II
Pero ¡ay!, don José de Montoria no estaba en ella y nos fue preciso buscarle en los alrededores de la ciudad. El más joven de mis compañeros, aburrido de tantas idas y venidas, se separó de nosotros, y fue en busca de sus primos los sombrereros, que vivían en el Coso. Nos quedamos solos don Roque y un servidor, y así emprendimos con más desembarazo el viaje a la torre del señor Montoria, situada a poniente, lindando con el camino de Muela y a poca distancia de la Bernardona. Un paseo tan largo a pie y en ayunas no era lo más satisfactorio para nuestros fatigados cuerpos; pero nos dimos por bien servidos encontrando al deseado zaragozano.
Ocupábase éste, cuando llegamos, en talar los frondosos olivos de su finca, porque así lo exigía el plan de obras de defensa establecido por los jefes facultativos ante la inminencia de un segundo sitio.
—En el primero —nos dijo— talé la heredad que tengo al lado allá de la Huerva; pero este segundo asedio que se nos prepara dicen que será más terrible que aquél, a juzgar por el gran aparato de tropas que traen los franceses.
Acto continuo, don Roque pasó a hacer elogios de mi personalidad, militar y civilmente considerada, y de tal modo se le fue la mano en este capítulo que me hizo sonrojar, mayormente considerado que algunas de sus afirmaciones eran estupendas mentiras. Díjole primero que yo pertenecía a una de las más alcurniadas familias de la baja Andalucía en tierra de Doñana, y que había asistido al glorioso combate de Trafalgar en clase de guardia marina. Añadió que mis proezas en la batalla de Bailén, a la que asistí como voluntario, andarían pronto en papeles, y que yo era gran patriota, buen escritor con mis ribetes de poeta. Examinándome de pies a cabeza, Montoria me dijo:
—¡Porra! No le podré afiliar a usted en la tercera escuadra de la compañía de escopeteros de don Santiago Sas, de cuya compañía soy capitán; pero entrará en el Cuerpo en que está mi hijo. Y a usted, don Roque, amigo mío, puesto que no está para coger el fusil, ¡porra!, le haremos practicante en los hospitales del ejército.

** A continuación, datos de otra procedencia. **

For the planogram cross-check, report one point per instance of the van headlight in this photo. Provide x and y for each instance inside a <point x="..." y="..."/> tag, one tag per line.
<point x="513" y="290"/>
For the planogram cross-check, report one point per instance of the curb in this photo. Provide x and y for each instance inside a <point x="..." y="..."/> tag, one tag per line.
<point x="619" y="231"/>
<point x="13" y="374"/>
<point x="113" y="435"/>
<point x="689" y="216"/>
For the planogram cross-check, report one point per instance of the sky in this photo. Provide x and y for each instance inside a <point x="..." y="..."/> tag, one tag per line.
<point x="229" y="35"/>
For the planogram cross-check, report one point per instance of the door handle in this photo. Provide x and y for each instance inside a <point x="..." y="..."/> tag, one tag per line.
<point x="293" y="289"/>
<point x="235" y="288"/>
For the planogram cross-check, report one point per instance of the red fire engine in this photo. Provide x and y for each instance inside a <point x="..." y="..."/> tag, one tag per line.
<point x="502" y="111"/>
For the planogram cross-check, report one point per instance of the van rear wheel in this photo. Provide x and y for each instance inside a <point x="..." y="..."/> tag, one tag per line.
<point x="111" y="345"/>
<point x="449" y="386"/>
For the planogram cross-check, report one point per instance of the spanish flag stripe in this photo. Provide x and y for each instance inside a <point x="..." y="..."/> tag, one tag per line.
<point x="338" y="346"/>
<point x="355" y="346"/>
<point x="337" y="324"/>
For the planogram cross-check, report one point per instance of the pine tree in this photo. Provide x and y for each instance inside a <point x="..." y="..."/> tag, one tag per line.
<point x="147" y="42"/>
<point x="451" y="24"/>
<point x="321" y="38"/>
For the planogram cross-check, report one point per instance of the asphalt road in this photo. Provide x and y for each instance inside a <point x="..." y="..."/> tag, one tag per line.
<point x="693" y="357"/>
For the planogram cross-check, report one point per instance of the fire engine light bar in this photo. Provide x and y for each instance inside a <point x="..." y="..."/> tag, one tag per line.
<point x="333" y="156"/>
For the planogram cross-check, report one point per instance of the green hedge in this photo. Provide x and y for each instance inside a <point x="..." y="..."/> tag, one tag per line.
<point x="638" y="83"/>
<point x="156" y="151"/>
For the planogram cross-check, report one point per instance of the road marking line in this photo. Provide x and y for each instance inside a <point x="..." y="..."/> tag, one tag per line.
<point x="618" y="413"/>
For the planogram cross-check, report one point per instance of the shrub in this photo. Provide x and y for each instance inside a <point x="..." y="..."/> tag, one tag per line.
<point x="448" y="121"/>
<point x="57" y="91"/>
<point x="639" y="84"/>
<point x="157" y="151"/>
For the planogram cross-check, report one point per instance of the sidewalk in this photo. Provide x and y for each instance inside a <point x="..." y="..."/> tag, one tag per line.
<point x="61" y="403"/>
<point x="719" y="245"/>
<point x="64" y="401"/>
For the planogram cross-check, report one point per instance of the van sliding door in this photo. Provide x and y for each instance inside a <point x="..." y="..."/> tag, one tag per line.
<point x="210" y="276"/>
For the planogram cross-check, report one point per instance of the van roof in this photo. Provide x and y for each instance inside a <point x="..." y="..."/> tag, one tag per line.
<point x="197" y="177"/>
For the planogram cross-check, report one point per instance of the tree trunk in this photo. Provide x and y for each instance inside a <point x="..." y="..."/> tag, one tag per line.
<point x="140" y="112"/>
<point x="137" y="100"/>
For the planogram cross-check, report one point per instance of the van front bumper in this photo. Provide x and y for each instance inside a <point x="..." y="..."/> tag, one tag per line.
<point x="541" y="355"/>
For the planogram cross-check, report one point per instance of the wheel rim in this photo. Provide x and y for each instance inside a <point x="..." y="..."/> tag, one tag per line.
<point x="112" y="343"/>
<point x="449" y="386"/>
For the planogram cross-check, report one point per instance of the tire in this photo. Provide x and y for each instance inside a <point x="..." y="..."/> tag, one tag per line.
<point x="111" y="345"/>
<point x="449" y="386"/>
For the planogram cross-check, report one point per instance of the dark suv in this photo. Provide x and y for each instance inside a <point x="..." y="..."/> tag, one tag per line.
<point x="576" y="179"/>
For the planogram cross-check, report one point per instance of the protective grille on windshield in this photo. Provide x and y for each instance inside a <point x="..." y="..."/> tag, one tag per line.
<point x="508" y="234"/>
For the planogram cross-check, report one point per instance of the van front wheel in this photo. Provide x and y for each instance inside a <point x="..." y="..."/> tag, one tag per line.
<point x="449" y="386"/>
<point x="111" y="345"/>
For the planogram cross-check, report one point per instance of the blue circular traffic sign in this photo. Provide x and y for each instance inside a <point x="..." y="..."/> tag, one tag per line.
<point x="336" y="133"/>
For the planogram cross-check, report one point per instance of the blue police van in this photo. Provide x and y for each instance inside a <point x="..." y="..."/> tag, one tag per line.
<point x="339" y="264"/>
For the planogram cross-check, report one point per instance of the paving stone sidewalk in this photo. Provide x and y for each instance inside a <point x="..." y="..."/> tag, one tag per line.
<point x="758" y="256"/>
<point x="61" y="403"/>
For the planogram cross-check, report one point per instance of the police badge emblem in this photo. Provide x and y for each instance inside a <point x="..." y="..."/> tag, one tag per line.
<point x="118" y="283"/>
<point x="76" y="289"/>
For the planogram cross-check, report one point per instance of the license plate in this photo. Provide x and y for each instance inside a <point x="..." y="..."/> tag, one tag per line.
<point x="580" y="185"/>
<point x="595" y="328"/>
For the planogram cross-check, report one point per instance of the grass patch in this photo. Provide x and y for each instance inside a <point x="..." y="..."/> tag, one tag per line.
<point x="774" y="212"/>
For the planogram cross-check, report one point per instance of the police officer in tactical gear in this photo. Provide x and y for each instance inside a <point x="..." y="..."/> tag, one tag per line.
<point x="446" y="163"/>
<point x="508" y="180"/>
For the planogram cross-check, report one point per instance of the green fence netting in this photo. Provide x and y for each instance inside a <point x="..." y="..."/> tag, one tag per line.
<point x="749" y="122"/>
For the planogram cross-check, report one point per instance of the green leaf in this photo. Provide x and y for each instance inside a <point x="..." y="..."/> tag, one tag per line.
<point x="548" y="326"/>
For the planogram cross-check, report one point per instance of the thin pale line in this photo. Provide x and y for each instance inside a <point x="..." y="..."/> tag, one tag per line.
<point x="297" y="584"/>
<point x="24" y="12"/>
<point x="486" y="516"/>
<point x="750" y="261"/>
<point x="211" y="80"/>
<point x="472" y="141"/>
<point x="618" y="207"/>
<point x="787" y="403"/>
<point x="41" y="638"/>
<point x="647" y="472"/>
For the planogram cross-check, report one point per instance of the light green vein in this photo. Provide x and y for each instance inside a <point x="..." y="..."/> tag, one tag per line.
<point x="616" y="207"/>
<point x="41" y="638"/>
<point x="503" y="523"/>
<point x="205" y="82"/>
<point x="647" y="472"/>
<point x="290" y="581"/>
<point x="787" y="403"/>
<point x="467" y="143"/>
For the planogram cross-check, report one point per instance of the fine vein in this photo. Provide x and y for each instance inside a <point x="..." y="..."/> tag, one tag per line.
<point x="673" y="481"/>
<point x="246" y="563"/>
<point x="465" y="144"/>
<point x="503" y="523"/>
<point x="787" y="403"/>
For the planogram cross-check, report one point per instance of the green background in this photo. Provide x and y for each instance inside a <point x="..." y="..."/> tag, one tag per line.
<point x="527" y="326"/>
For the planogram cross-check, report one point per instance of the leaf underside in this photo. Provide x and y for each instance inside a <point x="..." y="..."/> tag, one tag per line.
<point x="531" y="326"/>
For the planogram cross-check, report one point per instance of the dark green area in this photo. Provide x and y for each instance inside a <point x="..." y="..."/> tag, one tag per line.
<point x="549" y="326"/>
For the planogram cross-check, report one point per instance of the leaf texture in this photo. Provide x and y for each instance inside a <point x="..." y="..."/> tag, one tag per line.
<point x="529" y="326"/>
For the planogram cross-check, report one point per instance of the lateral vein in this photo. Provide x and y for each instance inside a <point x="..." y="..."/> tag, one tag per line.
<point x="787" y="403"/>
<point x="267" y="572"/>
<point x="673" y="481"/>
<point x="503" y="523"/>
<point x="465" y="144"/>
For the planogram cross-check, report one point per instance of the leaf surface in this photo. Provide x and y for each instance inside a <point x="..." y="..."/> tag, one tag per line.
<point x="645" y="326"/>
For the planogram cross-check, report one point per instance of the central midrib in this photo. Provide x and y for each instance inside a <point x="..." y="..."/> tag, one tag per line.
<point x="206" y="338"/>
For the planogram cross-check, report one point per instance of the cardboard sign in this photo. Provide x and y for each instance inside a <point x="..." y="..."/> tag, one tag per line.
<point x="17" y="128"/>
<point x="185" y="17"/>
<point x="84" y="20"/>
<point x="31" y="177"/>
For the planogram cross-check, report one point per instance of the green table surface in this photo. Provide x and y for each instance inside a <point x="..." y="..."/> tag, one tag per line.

Luego que esto oyó don Roque, expuso con graciosas elipsis la gran necesidad en que nos encontrábamos, y lo bien que recibiríamos sendas magras y un par de panes cada uno. Frunció el ceño el gran Montoria, mirándonos de un modo severo… Temblamos; creímos que íbamos a ser despedidos por la osadía de pedir de comer. Balbucimos tímidas excusas, y nuestro protector, con rostro encendido, nos habló así:
—¿Con que tienen hambre? ¡Porra, váyanse al demonio con cien mil pares de porras! ¿Y por qué no lo habían dicho? ¿Con que yo soy hombre capaz de consentir que los amigos tengan hambre, porra? Sepan que tener necesidad y no decírmelo en mi cara sin retruécanos es ofender a un hombre como yo. Ea, muchachos, entrad adentro y mandar que frían obra de cuatro libras de lomo, y que estrellen dos docenas de huevos y que maten seis gallinas, y saquen de la cueva siete jarros de vino, que yo también quiero almorzar. Vengan todos los vecinos, los trabajadores y mis hijos, si están por ahí. Y ustedes, señores, prepárense a hacer penitencia conmigo. ¡Nada de melindres, porra! Comerán de lo que hay, sin dengues ni bobadas. Aquí no se usan cumplidos. Usted, señor don Roque, y usted, señor de Araceli, están en su casa hoy y mañana y siempre, ¡porra! Todo lo que tiene José de Montoria es de sus amigos.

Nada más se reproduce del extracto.